For instance, there are plenty of homes going for practically nothing in Detroit, but the chances of recouping your investment are made more difficult because of the city's economic challenges. On the other hand in a city like Raleigh, N.C., where the local economy is booming, searching for and buying a discounted foreclosed property could be a very good deal.

Forbes identified the healthiest economies and then looked at the spread between median prices and foreclosure prices, with data supplied by RealtyTrac, to determine where banks and sellers were offering the largest discounts on foreclosed properties.

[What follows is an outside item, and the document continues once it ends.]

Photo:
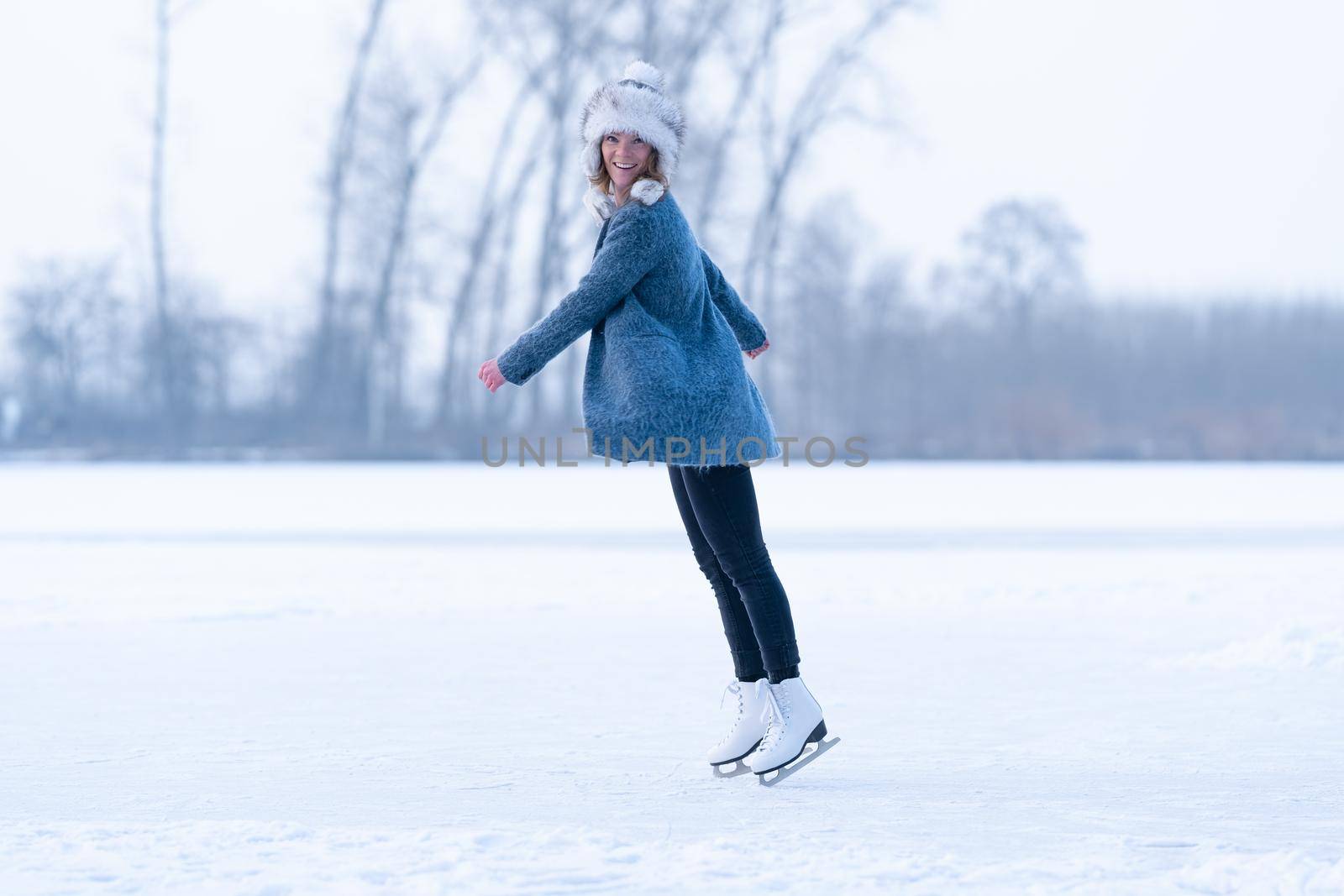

Here are the top 10 cities where the magazine believes the best bargains can be found:
  1. Charlotte, N.C.
  2. Raleigh, N.C.
  3. Nashville, Tenn.
  4. Oklahoma City, Okla.
  5. San Antonio, Texas
  6. Albuquerque, N.M.
  7. Knoxville, Tenn.
  8. Seattle, Wash.
  9. Indianapolis, Ind.
  10. Washington, DC-Arlington-Alexandria, Va.

Source: Forbes, Matt Woolsey and Jon Bruner (03/19/08)

Sunday, March 16, 2008

Foreclosed Properties at a Bargain

Now’s the time to pick up properties at fire sale prices, says Ralph R. Roberts, author of Foreclosure Investing for Dummies and Flipping Houses for Dummies.

"Properties could double in value over the next 10 years. But you have to be willing to go in, buy them, and hang on for the longer term," he advises.

Roberts, owner of Ralph Roberts Realty in suburban Detroit, who says he has bought and sold more than 2,000 foreclosed properties in his career, says profitable investing in foreclosures requires exhaustive records searches in advance.

Roberts recommends that buyers of foreclosures create a file that contains a range of property information that will establish what the property is worth and help avoid bureaucratic snafus.

Here is his list of must-have information:

  • A copy of the foreclosure notice, or notice of default.
  • Title commitment and a 24-month history in the chain of title or the last two recorded documents.
  • Deed with the current home owners' names.
    Last recorded first mortgage, so you know how much the current home owners owe.
  • Documentation of all liens against the property, including property tax liens.
    Map showing the location of the property.
  • Exterior home inspection (with photos and videos), plus neighborhood photos.
  • City worksheet on the property showing all repairs, inspection reports, and other information.
  • MLS data showing how much comparable homes are selling for in the area.
  • Tax bills.
  • SEV (standard equalized value) of the property, on which property taxes are based.
  • Any notes documenting conversations with neighbors.

Good Luck Investing!

Sunday, March 9, 2008

Tax Benefits of Owning a Home

Before a home owner curses the troubled housing market, he or she should take solace in the U.S. tax code, which makes buying a home a good deal for almost everyone.

Here’s why:

Mortgage interest deductions, including in some cases mortgage insurance premiums, reduce home owners’ tax liability by reducing income. The deduction includes interest paid on both a first and a second home.

Interest on home equity loans is also deductible — whether the borrower uses the money to remodel the kitchen or to take a vacation to Disney World.

Profits from selling a house are potentially a huge windfall. When a home owner sells a primary residence, any profit on the sale of the property is tax free up to $250,000 for single home owners and $500,000 for married home owners filing. Any profit above that is nearly always a long-term capital gain taxed at 15 percent — less if the seller’s tax rate is less than 20 percent.

Home owners can itemize. That opens up opportunities to deduct a host of other items that wouldn’t be deductible if the taxpayer took the standard deduction.

The Boston Globe, Leonard Wiener (03/02/08)

Government Announces Conforming Loan Limit Increases

The Office of Federal Housing Enterprise Oversight (OFHEO) today announced it has temporarily increased limits on conforming loans offered by government-sponsored enterprises, Fannie Mae and Freddie Mac, from $417,000 to as high as $729,750 in fourteen counties in California for loans originated between July 1, 2007 and Dec. 31, 2008. Fannie and Freddie are reported to be working out new underwriting standards and expect to begin offering the new loans soon.

Also, on Wednesday, the government raised the conforming loan limit for mortgages guaranteed by the Federal Housing Administration, and has begun offering the maximum limit of $729,750 for 14 California counties, up from $362,790, for loans originated between now and Dec. 31, 2008.

The Fed’s economic stimulus package approved earlier this year called for temporary increases on conforming and FHA loan limits to allow troubled borrowers to refinance out of sub-prime loans and make it easier for many new buyers to qualify for mortgages in high-cost areas, particularly in California where home prices remain among the highest in the nation.